Run through different scenarios before making the leap. Know the price you are willing to pay. What will happen to the down payment?interest rate; the rent that will be charged with reference to HUD Office of Policy Development and Research; and required homeowner’s insurance. Finally, consider how much money you have set aside for repairs and vacancies, what your cash flow will be, and what the costs associated with refinancing will be.
There’s another caveat here. Possession fraud is very real. Avoid this at all costs. In addition to putting you at risk of having your loan recalled by your lender, violating the terms of your FHA mortgage without your lender’s permission can have serious legal and financial consequences.
5. Take time to invest in yourself.
Read, research, and network with other investors, local bankers, hard money lenders, and more. Also, learn about home buying through unconventional and creative terms.
The interest rate is Now it’s more expensive Much better than it was in 2008 when I first started investing. Don’t let this be a deterrent.
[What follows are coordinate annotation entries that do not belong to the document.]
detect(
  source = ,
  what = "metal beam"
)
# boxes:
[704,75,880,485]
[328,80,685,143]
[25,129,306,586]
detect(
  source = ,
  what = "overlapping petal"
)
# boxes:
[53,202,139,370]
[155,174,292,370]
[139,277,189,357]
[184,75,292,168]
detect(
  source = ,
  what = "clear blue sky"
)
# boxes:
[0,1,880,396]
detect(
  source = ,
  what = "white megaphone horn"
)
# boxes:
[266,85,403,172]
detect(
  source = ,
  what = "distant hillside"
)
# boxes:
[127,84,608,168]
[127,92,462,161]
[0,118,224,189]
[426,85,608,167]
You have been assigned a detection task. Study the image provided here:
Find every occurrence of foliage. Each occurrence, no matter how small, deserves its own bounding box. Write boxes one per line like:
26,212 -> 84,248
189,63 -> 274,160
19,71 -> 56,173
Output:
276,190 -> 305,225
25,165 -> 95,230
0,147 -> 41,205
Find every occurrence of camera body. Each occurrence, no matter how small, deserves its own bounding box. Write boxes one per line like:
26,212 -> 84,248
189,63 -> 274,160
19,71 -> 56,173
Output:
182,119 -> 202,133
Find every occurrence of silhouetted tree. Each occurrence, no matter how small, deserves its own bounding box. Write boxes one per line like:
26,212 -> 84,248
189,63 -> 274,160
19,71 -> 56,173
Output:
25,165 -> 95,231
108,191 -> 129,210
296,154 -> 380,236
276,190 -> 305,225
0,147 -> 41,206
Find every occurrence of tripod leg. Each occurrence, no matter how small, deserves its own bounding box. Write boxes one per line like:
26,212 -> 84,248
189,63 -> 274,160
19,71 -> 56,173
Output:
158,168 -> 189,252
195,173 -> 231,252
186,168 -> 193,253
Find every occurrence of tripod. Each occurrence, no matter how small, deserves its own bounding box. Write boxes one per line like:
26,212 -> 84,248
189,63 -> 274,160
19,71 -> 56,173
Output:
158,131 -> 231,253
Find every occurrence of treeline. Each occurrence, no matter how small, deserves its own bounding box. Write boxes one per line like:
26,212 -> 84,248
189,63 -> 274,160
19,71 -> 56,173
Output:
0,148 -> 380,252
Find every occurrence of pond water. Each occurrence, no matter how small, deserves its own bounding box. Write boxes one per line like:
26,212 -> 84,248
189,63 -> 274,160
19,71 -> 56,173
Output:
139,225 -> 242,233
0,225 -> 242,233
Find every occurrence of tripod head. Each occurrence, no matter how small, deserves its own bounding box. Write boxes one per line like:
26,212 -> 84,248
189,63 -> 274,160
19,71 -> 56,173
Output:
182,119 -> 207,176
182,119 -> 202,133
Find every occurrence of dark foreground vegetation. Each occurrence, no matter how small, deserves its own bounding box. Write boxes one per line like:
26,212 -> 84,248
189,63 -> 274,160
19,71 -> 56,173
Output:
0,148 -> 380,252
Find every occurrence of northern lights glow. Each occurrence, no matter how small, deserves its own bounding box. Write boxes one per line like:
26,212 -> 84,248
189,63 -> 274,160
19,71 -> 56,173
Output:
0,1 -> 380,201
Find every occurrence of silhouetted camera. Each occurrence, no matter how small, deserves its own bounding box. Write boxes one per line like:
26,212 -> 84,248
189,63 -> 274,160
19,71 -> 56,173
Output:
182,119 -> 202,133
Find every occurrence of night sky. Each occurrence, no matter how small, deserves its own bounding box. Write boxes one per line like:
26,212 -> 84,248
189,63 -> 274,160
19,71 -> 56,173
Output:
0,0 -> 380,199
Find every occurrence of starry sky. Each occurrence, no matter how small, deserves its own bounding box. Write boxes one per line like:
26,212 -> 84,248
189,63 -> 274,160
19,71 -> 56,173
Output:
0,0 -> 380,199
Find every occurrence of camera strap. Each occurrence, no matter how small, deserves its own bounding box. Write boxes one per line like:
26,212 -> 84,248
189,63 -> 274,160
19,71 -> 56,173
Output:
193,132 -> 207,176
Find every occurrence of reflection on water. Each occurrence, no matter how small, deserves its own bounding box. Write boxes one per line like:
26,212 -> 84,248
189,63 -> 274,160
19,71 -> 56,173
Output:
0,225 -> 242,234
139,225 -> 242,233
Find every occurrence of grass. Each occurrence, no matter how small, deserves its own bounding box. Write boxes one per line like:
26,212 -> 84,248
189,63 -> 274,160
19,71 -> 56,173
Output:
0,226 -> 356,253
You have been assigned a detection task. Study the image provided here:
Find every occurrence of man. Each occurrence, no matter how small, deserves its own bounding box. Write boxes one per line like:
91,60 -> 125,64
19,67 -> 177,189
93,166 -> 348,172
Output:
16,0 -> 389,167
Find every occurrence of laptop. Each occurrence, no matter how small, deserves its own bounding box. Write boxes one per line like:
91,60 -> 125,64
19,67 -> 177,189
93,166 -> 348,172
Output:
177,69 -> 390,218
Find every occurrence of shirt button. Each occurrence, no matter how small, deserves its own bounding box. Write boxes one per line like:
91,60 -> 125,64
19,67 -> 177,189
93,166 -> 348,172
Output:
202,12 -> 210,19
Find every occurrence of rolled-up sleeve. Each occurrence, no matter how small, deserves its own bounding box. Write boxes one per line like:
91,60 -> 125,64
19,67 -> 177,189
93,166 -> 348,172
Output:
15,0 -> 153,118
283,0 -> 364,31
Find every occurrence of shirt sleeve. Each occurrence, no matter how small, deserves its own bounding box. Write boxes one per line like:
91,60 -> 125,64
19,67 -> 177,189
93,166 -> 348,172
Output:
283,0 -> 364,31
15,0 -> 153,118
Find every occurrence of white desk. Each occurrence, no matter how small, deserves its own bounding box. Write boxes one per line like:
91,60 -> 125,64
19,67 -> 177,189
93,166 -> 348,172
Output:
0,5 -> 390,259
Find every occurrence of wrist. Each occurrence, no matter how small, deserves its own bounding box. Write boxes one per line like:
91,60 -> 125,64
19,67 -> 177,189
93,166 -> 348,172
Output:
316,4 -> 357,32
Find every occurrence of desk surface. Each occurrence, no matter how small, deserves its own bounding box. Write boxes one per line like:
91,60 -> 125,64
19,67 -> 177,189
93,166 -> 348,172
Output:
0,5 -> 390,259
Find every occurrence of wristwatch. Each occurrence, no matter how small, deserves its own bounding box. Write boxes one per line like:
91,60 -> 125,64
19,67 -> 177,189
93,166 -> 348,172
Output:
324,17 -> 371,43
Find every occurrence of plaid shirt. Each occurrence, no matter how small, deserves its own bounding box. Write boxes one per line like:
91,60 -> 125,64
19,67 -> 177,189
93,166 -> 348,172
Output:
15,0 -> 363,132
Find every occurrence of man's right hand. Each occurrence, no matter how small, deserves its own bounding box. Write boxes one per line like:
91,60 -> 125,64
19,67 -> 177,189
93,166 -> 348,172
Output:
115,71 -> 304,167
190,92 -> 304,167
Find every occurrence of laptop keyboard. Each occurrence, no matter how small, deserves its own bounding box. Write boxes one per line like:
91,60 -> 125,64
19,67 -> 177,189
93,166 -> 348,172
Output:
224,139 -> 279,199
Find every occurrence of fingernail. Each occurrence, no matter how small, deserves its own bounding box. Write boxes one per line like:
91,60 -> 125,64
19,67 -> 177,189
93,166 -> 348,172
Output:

If you do your homework, know your numbers, and do it right, you can pass the increase on to the rent you receive.
Despite my success, there are some things I would have done differently.
Looking back, my biggest change was to maximize the number of units within FHA guidelines.
You could own or occupy a smaller two- or three-family property by increasing the number of units from two to four after meeting the one-year owner-occupancy requirement and refinancing the property with conventional financing. Probably. My loan limit would have been higher and I could have identified another property within FHA guidelines.
Also, while sweat equity is good in theory, it took us too long to update both units in our first property before refinancing. I should have taken out an FHA 203(k) loan and renovated sooner.